The model predicted that astrocytes release more exosomes following stroke and mitochondrial delivery, with the highest release from the stroke and mitochondrial delivery condition followed by just mitochondrial delivery and then just stroke conditions. These conclusions were confirmed by in vitro experiments that yielded the same results. While proteomic analysis of the exosomes is still underway, these initial results are promising as they validate the accuracy and importance of the model. The initial results also provide insight to the clinical challenges of the US healthcare system, specifically the lack of targeted treatment for stroke.
The political and governmental side of the US healthcare system is fairly separated from the clinical and scientific side of the network aside from regulatory agencies like the Food and Drug Administration (FDA) and the Centers for Disease Control (CDC). While these regulatory agencies are parts of the federal government, the federal government needs to further incorporate academic scientists and clinicians in its policy making. To analyze and prove this thesis, the STS project utilized Actor Network Theory on the healthcare systems of the US and South Korea.
The analysis of the South Korean healthcare system using Actor Network Theory highlights the gaps between the governing agencies like the Presidential cabinet and academic scientists and clinicians in the US. The recent appointment of Eric Lander to the Presidential cabinet is a step in the right direction, but the incorporation of National Institutes of Health and CDC leaders would more closely emulate the successful network of South Korea.
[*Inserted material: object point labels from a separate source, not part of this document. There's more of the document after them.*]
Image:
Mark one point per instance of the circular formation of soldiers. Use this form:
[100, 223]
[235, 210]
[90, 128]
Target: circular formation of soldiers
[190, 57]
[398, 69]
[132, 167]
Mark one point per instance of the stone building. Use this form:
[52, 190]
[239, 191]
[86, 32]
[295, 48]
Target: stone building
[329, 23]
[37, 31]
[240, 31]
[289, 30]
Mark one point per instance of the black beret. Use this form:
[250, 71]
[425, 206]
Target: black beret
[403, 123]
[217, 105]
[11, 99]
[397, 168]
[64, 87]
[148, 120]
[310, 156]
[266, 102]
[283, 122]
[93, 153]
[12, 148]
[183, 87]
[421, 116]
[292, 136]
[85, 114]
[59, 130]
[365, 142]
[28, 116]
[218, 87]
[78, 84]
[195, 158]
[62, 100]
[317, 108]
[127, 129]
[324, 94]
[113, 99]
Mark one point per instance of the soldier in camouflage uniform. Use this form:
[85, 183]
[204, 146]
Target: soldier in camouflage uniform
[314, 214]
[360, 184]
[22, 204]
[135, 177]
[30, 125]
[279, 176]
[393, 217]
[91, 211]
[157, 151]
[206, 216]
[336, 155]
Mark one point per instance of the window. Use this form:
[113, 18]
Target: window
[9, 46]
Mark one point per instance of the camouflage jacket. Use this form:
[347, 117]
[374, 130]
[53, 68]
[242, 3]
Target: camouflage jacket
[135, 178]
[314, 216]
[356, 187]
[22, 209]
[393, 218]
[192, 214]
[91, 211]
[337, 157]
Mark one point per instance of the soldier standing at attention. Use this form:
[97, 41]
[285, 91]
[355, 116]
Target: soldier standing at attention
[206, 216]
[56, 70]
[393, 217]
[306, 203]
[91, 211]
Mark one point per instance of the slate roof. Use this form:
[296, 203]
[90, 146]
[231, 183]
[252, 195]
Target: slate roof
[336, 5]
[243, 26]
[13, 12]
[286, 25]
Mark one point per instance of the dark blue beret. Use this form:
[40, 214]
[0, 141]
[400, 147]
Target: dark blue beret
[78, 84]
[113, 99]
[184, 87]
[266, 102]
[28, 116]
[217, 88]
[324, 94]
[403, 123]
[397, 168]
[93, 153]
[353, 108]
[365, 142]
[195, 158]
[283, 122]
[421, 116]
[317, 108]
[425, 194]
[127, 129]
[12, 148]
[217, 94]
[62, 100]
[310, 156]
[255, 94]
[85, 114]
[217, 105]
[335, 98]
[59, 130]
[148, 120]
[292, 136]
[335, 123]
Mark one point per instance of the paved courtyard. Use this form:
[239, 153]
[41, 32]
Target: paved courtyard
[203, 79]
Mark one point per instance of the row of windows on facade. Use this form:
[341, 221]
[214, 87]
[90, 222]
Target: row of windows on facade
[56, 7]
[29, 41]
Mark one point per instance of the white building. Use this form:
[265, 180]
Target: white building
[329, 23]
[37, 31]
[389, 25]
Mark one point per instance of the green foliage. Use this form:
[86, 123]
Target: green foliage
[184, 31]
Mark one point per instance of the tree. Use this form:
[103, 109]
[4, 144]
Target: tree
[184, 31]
Additionally, this evaluation also elucidates the need for a centralized and public health insurance system within the United States to remove the burden from clinicians and patients of changing treatment due to insurance issues. South Korea’s incorporation of community values such as communalism and interdependence allowed for the country’s success in the pandemic, and this gap in the US network contributed to failures in handling the pandemic in the United States.
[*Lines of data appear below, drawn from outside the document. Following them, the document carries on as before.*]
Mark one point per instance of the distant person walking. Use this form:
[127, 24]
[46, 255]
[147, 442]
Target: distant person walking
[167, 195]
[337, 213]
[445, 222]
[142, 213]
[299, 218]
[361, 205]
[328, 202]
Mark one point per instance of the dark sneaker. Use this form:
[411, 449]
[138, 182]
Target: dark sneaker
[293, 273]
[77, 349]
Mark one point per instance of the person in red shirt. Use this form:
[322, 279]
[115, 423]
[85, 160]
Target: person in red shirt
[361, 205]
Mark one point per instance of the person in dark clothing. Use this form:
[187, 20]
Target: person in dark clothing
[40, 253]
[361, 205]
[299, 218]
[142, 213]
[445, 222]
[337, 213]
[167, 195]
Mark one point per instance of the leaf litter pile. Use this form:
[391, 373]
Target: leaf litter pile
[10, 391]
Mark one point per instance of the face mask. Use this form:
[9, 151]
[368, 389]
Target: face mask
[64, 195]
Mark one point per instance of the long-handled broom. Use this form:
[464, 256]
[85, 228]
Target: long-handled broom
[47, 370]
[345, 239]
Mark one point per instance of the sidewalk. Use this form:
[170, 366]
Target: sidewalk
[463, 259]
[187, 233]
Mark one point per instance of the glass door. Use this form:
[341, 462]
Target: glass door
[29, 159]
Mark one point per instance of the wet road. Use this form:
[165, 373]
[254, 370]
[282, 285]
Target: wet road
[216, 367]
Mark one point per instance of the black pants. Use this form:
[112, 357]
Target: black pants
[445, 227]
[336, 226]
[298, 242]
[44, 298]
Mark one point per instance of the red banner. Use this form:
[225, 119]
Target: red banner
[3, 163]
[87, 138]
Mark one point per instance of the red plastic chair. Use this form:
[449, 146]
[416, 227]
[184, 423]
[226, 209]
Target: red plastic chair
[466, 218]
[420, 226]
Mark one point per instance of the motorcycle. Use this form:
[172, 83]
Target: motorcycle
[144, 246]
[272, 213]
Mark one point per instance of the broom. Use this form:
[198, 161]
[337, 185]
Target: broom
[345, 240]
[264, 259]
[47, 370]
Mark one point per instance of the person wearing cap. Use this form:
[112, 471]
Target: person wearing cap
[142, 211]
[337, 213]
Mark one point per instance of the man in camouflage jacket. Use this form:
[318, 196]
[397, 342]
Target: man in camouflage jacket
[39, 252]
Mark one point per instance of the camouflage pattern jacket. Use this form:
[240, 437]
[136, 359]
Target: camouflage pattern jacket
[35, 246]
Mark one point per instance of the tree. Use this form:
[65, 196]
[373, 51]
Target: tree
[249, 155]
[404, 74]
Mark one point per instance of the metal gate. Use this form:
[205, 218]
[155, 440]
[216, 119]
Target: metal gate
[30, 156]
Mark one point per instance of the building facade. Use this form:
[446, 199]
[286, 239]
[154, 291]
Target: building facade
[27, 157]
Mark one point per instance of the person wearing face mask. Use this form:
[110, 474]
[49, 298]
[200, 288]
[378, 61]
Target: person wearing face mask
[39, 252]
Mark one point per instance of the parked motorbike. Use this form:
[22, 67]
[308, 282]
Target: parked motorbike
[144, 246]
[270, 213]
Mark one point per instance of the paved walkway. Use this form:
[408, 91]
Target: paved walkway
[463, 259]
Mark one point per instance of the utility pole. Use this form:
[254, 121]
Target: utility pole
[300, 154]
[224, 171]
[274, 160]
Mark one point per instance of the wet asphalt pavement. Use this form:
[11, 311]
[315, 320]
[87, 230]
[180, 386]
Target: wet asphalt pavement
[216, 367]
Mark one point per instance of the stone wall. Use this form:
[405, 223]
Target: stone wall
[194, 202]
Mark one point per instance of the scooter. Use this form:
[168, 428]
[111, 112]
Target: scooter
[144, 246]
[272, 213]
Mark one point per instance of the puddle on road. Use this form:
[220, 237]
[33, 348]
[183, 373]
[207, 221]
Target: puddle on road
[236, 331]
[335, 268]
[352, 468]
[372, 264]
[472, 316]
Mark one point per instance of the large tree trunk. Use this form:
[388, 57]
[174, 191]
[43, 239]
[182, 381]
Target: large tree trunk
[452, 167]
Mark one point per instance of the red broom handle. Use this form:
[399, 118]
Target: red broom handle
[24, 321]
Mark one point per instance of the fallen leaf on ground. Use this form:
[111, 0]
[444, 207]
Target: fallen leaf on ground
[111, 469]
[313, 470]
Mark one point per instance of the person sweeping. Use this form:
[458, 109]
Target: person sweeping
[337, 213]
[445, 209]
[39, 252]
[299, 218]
Because the US healthcare network is so complex and overwhelmed, it is important to analyze both the clinical side and the political/governmental side. Clinicians and scientists not only need better understanding of targets for treatments in cardiovascular diseases, they also need to be incorporated into policymaking at a much greater scale. Together, these projects aim to analyze both sides of this issue and work together to address the gaps in the US healthcare network.